Nasal lesions of sarcoidosis are classically described as lupus pernio, which occurs as smooth, firm, shiny, indurated, red-to-violaceous plaques on the nose, lips, cheeks, and ears [4]. This case is unusual in that the cutaneous manifestations are bulbous nodules on the nose that resemble rhinophyma. One case of sarcoidosis mimicking rhinophyma has previously been reported. In that patient, a beneficial response to treatment with intralesional glucocorticoid injections was observed [5].

In addition to intralesional glucocorticoids, cutaneous nasal lesions of sarcoidosis have been treated successfully with high-potency topical [6] and systemic glucocorticoids [4]. Pulsed-dye lasers have been used for isolated lesions on the face. Although cosmetic improvement is achieved, the underlying process is not affected as the presence of sarcoidal granulomas persists [7]. For more widespread or recalcitrant disease, antimalarial agents, methotrexate, allopurinal, retinoids, infliximab, and thalidomide have demonstrated efficacy, although little comparative data on these treatments exist [1, 4, 8, 9].

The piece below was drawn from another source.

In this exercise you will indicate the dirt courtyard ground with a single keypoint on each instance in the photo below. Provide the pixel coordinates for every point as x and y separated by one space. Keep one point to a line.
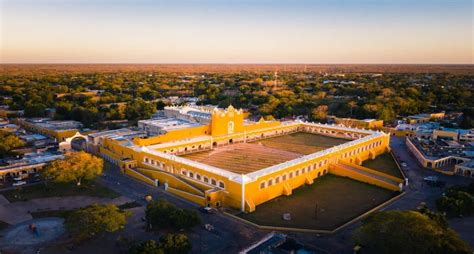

1. Newman LS, et al. Sarcoidosis. N Engl J Med 336:1224, 1997.

2. McCaffrey TV, McDonald TJ. Sarcoidosis of the nose and paranasal sinuses. Laryngoscope 93:1281, 1983.

3. Baum ED, et al. Sarcoidosis with nasal obstruction and septal perforation. Ear Nose Throat J 77:896, 1998.

4. English JC, et al. Sarcoidosis. J Am Acad Dermatol 44:725, 2001.

5. Goldenberg JD, et al. Sarcoidosis of the external nose mimicking rhinophyma: Case report and review of the literature. Ann Otol Rhinol Laryngol 107:514, 1998.

6. Khatri KA, et al. Lupus pernio: Successful treatment with a potent topical steroid. Arch Dermatol 131:617, 1995.

7. Cliff S, et al. The successful treatment of lupus pernio with the flashlamp pulsed dye laser. J Cutan Laser Ther 1:49, 1999.

8. Baughman RP, Lower EE. Infliximab for refractory sarcoidosis. Sarcoidosis Vasc Diffuse Lung Dis 18:133, 2001.

9. Carlesimo M, et al. Treatment of cutaneous and pulmonary sarcoidosis with thalidomide. J Am Acad Dermatol 32:866, 1995.